The “Pen” (Latin for pinna ,feather) officially began in India approximately 5,000 B.C.E.
It was made of feathers or bamboo sticks.
The literature of Ramayana (4 th Century B.C.E.) was written in this manner.
The Ramayana is an ancient Sanskrit epic.
It is attributed to the Hindu sage Valmiki and forms an important part of the Hindu canon
As was the Puranas (1,500 B.C.E.).
The Puranas is a group of important Hindu religious texts, notably consisting of narratives of the history of the universe from creation to destruction, genealogies of kings, heroes, sages, and demigods, and descriptions of Hindu cosmology, philosophy, and geography.
Ancient Egyptians used thin reed brushes made from Juncus Maritimus as far back as the First Dynasty (3,000 B.C.E.).
Reed Pens continued to be used until the Middle Ages.
Reed pens were slowly replaced by quills in the 7 th Century.
The Quill pen was used in Qumran, Judea to write some of the Dead Sea Scrolls and then introduced to Europe by around 700 C.E.
After the fall of the Roman Empire Europeans experienced some difficulty obtaining reeds and began using more quill pens.
This was specifically mentioned in the writing of St. Isidore of Seville.
The Quill pen was used to Sign the Declaration of Independence in the United States in 1787.
Quill pens were used up until the 19 th century.
A copper nib was found in the ruins of Pompeii.
This indicates that metal nibs were used as far back as 79 C.E.
A metal pen point was patented in 1803.
John Mitchell of Birmingham was the first to mass produce pens with metal nibs in 1822.
From that point the quality of steel nibs had improved enough that dip pens with metal nibs came into general use.

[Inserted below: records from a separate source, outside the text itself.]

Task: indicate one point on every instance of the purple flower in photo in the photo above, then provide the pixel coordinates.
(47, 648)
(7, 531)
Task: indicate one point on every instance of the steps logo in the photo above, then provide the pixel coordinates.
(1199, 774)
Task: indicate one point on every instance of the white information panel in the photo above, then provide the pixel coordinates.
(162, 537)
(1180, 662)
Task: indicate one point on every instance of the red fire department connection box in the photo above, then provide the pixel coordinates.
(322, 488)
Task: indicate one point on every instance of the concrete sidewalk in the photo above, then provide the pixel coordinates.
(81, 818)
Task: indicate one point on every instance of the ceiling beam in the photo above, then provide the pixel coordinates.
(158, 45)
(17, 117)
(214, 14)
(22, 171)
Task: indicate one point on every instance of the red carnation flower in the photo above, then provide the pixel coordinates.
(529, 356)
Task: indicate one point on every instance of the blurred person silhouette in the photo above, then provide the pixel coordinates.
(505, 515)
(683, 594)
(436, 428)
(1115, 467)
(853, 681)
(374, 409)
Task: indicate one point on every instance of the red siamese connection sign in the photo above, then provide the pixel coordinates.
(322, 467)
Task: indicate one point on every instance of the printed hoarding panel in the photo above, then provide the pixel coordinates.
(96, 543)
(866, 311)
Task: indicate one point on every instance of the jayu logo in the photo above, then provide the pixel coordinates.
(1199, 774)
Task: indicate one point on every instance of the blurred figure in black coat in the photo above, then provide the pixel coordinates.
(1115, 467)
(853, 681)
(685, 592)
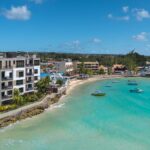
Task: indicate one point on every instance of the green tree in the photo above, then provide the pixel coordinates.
(81, 68)
(60, 82)
(88, 71)
(101, 71)
(17, 98)
(43, 84)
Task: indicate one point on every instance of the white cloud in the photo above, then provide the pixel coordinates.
(141, 37)
(121, 18)
(37, 1)
(141, 14)
(72, 45)
(125, 9)
(96, 40)
(17, 13)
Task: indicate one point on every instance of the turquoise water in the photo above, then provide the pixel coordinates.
(118, 121)
(43, 75)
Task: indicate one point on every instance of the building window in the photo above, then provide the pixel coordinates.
(21, 90)
(21, 74)
(36, 62)
(19, 82)
(36, 78)
(0, 64)
(9, 63)
(20, 63)
(36, 71)
(9, 92)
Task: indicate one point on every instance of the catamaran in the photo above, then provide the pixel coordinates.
(136, 90)
(98, 93)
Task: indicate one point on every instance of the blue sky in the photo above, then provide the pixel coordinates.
(78, 26)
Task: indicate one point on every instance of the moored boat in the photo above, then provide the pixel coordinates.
(136, 90)
(132, 83)
(98, 93)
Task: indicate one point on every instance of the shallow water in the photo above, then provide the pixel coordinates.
(118, 121)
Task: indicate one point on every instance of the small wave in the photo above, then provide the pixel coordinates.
(56, 106)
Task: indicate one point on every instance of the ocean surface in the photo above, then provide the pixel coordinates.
(118, 121)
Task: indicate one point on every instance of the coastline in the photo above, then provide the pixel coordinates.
(74, 83)
(49, 101)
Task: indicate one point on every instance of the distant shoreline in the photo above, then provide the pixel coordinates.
(48, 102)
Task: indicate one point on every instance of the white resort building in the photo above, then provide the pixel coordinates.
(21, 72)
(94, 66)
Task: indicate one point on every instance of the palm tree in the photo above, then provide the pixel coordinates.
(17, 98)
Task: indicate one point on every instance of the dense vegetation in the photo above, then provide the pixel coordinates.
(131, 59)
(20, 100)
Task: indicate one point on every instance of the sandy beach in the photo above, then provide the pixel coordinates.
(76, 82)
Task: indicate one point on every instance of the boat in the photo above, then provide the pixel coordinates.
(108, 86)
(98, 93)
(132, 83)
(136, 90)
(116, 81)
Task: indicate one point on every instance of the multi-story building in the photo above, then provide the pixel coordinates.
(94, 66)
(20, 72)
(65, 66)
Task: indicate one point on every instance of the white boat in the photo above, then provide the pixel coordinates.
(136, 90)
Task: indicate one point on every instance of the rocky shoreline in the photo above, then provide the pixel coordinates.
(30, 112)
(39, 107)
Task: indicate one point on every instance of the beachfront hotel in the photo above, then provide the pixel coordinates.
(94, 66)
(20, 72)
(66, 66)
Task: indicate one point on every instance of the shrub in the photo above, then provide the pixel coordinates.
(7, 107)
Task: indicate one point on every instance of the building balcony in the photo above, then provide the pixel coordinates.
(29, 65)
(29, 73)
(29, 81)
(7, 78)
(6, 97)
(7, 87)
(29, 89)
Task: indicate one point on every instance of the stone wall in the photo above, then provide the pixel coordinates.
(29, 112)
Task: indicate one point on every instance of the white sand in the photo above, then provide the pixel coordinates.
(75, 82)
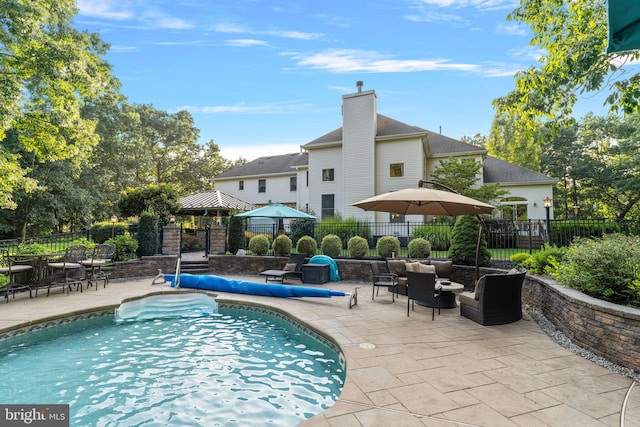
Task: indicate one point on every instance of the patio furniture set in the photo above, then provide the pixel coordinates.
(495, 300)
(69, 269)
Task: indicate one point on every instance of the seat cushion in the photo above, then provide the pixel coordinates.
(423, 268)
(413, 266)
(397, 267)
(443, 268)
(468, 298)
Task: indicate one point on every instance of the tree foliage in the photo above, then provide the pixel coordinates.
(508, 142)
(464, 242)
(163, 199)
(48, 70)
(598, 164)
(148, 236)
(572, 36)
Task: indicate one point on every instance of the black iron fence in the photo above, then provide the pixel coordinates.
(504, 237)
(51, 243)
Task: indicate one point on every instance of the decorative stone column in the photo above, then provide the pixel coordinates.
(218, 240)
(171, 239)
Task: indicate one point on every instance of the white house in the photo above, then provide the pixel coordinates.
(369, 155)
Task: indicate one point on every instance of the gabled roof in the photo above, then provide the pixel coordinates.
(386, 127)
(269, 165)
(440, 144)
(499, 171)
(213, 200)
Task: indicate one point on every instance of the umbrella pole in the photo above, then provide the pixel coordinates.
(483, 227)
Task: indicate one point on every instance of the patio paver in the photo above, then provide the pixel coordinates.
(412, 371)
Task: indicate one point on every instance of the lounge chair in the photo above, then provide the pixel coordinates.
(292, 268)
(496, 299)
(421, 287)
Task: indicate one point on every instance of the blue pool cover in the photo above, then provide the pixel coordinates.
(221, 284)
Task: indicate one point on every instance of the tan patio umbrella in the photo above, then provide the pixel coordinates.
(424, 201)
(428, 201)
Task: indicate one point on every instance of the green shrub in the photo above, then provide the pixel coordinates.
(236, 240)
(331, 245)
(523, 260)
(464, 241)
(344, 228)
(419, 248)
(563, 232)
(282, 245)
(103, 230)
(307, 245)
(358, 247)
(190, 242)
(300, 228)
(438, 235)
(259, 244)
(31, 248)
(388, 246)
(607, 268)
(126, 247)
(148, 233)
(546, 259)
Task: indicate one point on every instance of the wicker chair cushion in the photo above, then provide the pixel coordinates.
(413, 266)
(290, 266)
(397, 267)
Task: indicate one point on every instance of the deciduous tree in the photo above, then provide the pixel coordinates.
(48, 70)
(572, 36)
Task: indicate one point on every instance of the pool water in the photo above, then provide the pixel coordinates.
(243, 369)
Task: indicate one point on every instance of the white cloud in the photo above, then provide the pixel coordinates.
(298, 35)
(240, 29)
(120, 11)
(477, 4)
(106, 9)
(512, 29)
(252, 152)
(350, 61)
(242, 108)
(246, 42)
(230, 28)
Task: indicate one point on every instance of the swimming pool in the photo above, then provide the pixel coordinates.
(246, 365)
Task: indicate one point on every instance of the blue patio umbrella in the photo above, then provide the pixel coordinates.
(624, 25)
(276, 210)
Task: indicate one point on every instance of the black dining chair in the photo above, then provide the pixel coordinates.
(383, 280)
(8, 267)
(101, 256)
(70, 270)
(421, 287)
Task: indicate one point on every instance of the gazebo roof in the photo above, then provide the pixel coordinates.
(213, 201)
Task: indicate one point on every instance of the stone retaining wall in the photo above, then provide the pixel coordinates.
(607, 330)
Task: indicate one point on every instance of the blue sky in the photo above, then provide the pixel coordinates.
(263, 77)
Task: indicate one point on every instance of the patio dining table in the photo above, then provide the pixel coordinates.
(39, 263)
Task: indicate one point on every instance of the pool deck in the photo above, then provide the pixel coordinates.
(412, 371)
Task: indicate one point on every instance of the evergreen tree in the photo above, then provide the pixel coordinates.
(148, 233)
(464, 241)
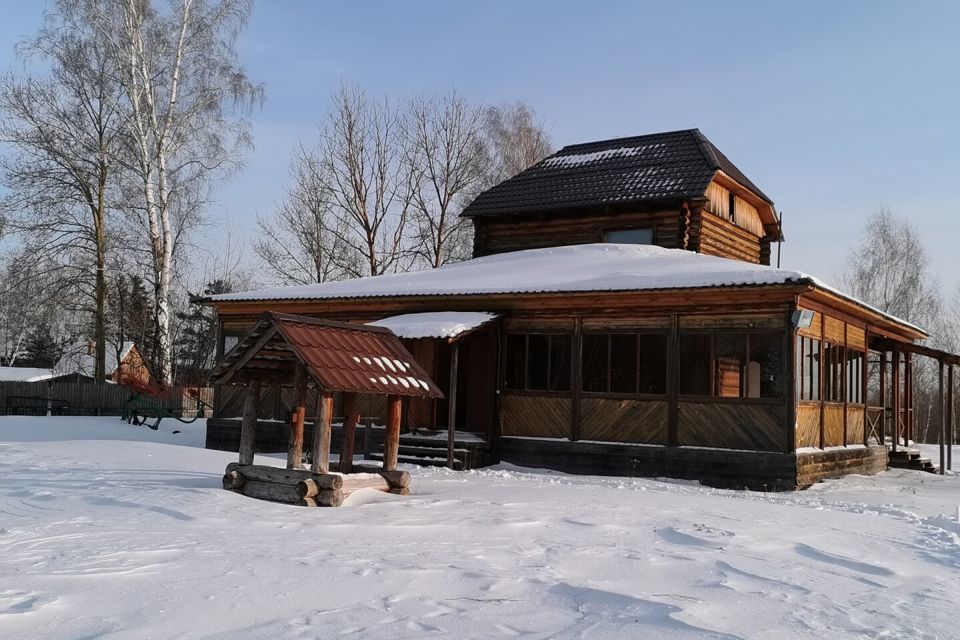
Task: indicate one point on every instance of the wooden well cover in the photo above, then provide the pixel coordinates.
(339, 356)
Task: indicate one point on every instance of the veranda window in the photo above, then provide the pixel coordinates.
(731, 365)
(627, 363)
(538, 362)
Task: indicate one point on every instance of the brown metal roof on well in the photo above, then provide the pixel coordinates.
(338, 355)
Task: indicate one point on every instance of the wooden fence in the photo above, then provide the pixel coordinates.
(84, 399)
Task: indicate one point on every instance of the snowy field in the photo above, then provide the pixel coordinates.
(109, 530)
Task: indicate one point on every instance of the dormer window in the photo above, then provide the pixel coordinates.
(629, 236)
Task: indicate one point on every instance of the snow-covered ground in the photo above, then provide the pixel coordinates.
(109, 530)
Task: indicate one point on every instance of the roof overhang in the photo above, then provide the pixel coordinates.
(448, 325)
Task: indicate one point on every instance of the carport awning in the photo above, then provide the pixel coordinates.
(451, 325)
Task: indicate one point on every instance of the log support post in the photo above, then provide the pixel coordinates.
(943, 423)
(351, 415)
(883, 397)
(950, 427)
(895, 395)
(321, 434)
(248, 428)
(452, 404)
(391, 447)
(295, 447)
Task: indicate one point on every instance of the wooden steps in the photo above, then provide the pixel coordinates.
(911, 459)
(431, 451)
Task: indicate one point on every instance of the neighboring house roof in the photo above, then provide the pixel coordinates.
(77, 359)
(660, 166)
(24, 374)
(340, 357)
(578, 268)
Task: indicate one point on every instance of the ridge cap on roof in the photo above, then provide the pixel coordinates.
(592, 143)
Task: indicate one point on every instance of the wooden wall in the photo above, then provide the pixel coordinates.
(499, 235)
(831, 424)
(623, 420)
(721, 237)
(533, 416)
(732, 425)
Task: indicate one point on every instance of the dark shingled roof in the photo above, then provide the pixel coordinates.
(661, 166)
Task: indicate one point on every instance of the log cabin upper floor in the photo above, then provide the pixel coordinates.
(637, 326)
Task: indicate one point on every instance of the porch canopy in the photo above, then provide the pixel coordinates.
(451, 325)
(338, 357)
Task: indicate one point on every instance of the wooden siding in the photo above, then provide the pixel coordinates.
(758, 321)
(815, 330)
(855, 424)
(732, 425)
(626, 420)
(856, 338)
(832, 425)
(720, 237)
(808, 424)
(535, 416)
(499, 235)
(833, 330)
(745, 214)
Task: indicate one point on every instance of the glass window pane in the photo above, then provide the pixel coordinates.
(695, 364)
(595, 362)
(515, 361)
(538, 347)
(623, 363)
(653, 363)
(729, 353)
(560, 346)
(629, 236)
(766, 353)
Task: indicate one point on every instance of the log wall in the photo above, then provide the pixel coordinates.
(499, 235)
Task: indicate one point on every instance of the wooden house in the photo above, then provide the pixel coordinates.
(621, 316)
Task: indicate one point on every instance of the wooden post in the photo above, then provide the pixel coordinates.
(452, 404)
(790, 382)
(576, 373)
(391, 447)
(321, 434)
(295, 447)
(248, 428)
(673, 383)
(351, 415)
(864, 387)
(883, 397)
(943, 424)
(950, 428)
(895, 396)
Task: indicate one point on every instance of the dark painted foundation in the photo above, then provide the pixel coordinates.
(725, 468)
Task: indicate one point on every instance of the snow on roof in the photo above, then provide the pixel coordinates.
(568, 269)
(76, 359)
(24, 374)
(441, 324)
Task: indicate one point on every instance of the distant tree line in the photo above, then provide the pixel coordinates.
(123, 122)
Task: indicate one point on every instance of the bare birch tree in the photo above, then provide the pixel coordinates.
(181, 78)
(889, 270)
(517, 140)
(66, 133)
(448, 154)
(305, 242)
(362, 157)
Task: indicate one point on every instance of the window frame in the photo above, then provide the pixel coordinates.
(526, 390)
(746, 331)
(636, 394)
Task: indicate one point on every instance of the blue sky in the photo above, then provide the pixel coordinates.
(832, 108)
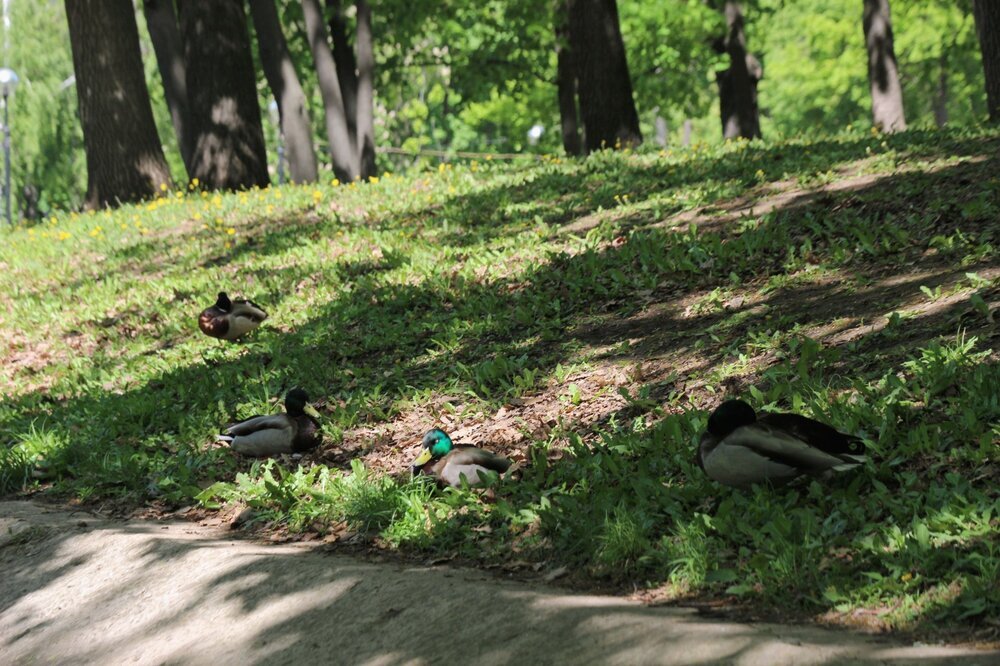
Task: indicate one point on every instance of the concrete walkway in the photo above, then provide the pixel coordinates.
(78, 589)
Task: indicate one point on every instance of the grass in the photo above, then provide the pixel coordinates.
(581, 316)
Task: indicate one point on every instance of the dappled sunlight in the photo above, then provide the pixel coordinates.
(589, 356)
(197, 596)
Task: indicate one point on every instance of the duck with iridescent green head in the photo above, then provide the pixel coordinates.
(450, 463)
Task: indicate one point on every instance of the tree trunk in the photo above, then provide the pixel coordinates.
(366, 90)
(566, 85)
(604, 86)
(987, 15)
(342, 151)
(883, 73)
(296, 130)
(347, 66)
(161, 20)
(225, 116)
(940, 101)
(124, 157)
(738, 83)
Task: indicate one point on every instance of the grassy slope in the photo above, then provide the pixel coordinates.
(579, 316)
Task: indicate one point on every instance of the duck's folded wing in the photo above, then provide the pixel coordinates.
(267, 442)
(781, 447)
(471, 455)
(275, 421)
(249, 310)
(819, 435)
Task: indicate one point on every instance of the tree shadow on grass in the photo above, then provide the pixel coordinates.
(375, 344)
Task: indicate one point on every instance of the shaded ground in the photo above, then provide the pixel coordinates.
(82, 589)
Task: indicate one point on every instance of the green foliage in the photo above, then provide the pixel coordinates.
(458, 291)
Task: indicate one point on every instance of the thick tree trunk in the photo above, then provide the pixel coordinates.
(366, 90)
(342, 150)
(347, 66)
(284, 82)
(604, 86)
(883, 73)
(738, 84)
(987, 15)
(161, 20)
(225, 116)
(124, 157)
(569, 117)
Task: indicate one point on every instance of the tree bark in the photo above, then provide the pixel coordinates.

The earliest record of a reservoir fountain pen dates back to the 10 th century.
In 953, Ma'ād al-Mu'izz, the Fatimid Caliph of Egypt, demanded a pen which would not stain his hands or clothes, and was provided with a pen which held ink in a reservoir and delivered it to the nib via gravity and capillary action.
While a student in Paris, Romanian Petrache Poenaru re-invented the fountain pen, which the French Government patented in May 1827.
Fountain pen patents and production then increased in the 1850s, especially steel pens produced by the same John Mitchell.
The first patent on a ballpoint pen was issued on October 30 1888, to John J Loud.
In 1938, László Bíró, a Hungarian newspaper editor, with the help of his brother George, a chemist, began to work on designing new types of pens including one with a tiny ball in its tip that was free to turn in a socket.
As the pen moved along the paper, the ball rotated, picking up ink from the ink cartridge and leaving it on the paper.
Erasable ballpoint pens were introduced by Papermate in 1979 when the Erasermate was put on the market.
In the 1960s the felt-tipped pen was invented by Yukio Horie of the Tokyo Stationery Company, Japan.
Papermate's Flair was among the first felt-tip pens to hit the U.S. market in the 1960s, and it has been the leader ever since.
Marker pens and highlighters, both similar to felt pens have become popular in recent years.
Rollerball pens were introduced in the early 1980s. They make use of a mobile ball and liquid ink to produce a smoother line.
In 1997 the grip less ring pen was developed.
The Fisher Space Pen was invented by American industrialist and pen manufacturer Paul C. Fisher and is manufactured in Boulder City, Nevada, USA.
Fisher first patented the AG7 "anti gravity" pen in 1965.